Egli and colleagues noticed that development stopped at the time when the embryonic nucleus would usually start expressing genes. And they saw that the green fluorescent protein (GFP) that marked the donor skin cells was not expressed in the arrested cells. When they looked more closely, they found several lines of evidence that, for some reason, the new nucleus wasn't able to turn on any of its genes.

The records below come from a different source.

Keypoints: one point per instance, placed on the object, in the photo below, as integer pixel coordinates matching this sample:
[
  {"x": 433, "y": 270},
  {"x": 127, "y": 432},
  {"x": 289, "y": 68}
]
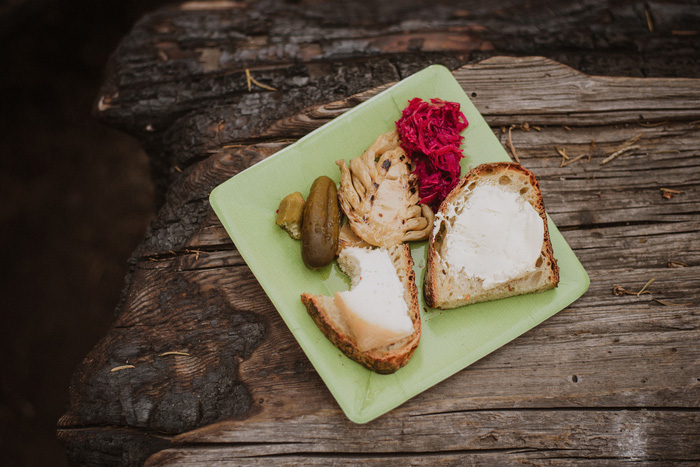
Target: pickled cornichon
[{"x": 320, "y": 224}]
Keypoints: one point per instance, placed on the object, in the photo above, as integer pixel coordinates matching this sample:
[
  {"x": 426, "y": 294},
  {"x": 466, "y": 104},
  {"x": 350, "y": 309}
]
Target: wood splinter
[
  {"x": 509, "y": 142},
  {"x": 619, "y": 290},
  {"x": 250, "y": 80}
]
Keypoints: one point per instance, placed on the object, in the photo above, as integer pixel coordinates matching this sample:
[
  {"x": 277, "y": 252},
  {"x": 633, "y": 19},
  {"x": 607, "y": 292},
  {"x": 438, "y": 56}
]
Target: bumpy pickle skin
[
  {"x": 290, "y": 213},
  {"x": 321, "y": 224}
]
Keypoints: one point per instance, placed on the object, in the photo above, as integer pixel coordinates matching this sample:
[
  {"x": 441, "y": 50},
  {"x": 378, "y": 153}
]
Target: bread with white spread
[
  {"x": 490, "y": 240},
  {"x": 377, "y": 322}
]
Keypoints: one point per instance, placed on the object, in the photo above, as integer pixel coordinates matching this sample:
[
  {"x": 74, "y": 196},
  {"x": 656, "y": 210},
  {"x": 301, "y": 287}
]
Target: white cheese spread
[
  {"x": 374, "y": 308},
  {"x": 497, "y": 236}
]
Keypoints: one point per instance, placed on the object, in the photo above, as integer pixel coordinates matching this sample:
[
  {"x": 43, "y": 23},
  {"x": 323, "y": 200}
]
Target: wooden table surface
[{"x": 199, "y": 368}]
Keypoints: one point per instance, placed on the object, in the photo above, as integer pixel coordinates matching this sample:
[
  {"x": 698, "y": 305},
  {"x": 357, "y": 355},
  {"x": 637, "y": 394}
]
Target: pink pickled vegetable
[{"x": 430, "y": 135}]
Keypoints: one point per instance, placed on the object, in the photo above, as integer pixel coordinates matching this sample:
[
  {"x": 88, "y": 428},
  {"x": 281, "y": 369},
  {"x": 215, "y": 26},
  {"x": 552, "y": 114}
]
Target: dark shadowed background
[{"x": 76, "y": 197}]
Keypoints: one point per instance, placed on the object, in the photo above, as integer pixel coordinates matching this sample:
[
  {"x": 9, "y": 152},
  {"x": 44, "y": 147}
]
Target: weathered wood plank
[
  {"x": 611, "y": 379},
  {"x": 560, "y": 435}
]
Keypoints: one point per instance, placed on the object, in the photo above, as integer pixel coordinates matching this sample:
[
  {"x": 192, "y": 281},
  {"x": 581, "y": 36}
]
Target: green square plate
[{"x": 451, "y": 340}]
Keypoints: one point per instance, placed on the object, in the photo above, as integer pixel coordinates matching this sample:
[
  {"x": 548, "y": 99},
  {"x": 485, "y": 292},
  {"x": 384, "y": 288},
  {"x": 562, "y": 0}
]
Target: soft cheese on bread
[
  {"x": 374, "y": 308},
  {"x": 376, "y": 322},
  {"x": 490, "y": 239}
]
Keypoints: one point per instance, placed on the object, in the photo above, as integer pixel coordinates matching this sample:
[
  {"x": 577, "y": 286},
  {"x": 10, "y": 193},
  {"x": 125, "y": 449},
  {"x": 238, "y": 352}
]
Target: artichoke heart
[{"x": 379, "y": 196}]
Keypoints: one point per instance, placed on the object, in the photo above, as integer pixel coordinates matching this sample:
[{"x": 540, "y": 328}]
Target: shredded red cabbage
[{"x": 430, "y": 135}]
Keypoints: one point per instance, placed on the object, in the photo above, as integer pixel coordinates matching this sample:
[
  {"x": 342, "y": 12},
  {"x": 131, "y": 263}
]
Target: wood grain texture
[{"x": 209, "y": 372}]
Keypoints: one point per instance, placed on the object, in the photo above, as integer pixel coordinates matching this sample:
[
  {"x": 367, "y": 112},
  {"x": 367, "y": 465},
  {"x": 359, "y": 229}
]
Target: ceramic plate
[{"x": 451, "y": 340}]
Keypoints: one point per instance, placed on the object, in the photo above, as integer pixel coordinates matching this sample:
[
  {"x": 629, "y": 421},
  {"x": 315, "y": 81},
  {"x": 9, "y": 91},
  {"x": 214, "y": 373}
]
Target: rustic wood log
[{"x": 198, "y": 360}]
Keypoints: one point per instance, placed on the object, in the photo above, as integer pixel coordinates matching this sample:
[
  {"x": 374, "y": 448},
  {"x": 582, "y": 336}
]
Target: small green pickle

As a control experiment, the researchers fused a GFP-tagged donor skin cell with an intact oocyte—without removing the oocyte nucleus—and triggered the cell to divide. Immediately, they saw a difference. After a few days, the embryos started to express the GFP. And, out of 63 tries, the researchers produced 13 blastocysts, the hollow ball of cells that forms around day 5 of development. From those 13 blastocysts, the researchers were able to derive two stem cell lines. One carries the genome of a male who has type 1 diabetes, and the other carries the genome of a healthy male adult. Despite their extra chromosomes, the cells expressed genes typical of pluripotent cells, and they were able to form tissues from all three embryonic germ layers—a basic test of pluripotency. An initial analysis also suggests the skin cell "memory" had been erased.

The experiments take researchers much closer to understanding the obstacles in primate nuclear transfer experiments—and ultimately overcoming them, Wilmut says. "There is clearly something missing that you have to have at the start of transcription," he says. "It should be possible to a), identify it, and b), supply it."

Egli and his team are now looking for the missing factor, he says, as well as testing to see whether using a different kind of adult cell—perhaps a stem cell from blood or neural tissue—might get around the problem. They will also continue to characterize the nuclear transfer stem cell lines, he says, to see how they compare with ES and iPS cells.

Despite the ethical, legal, and practical hurdles that complicate his work, Egli says the effort is worth it. "It's not about determining which is the easier approach," he says. "It is about determining which is the better approach."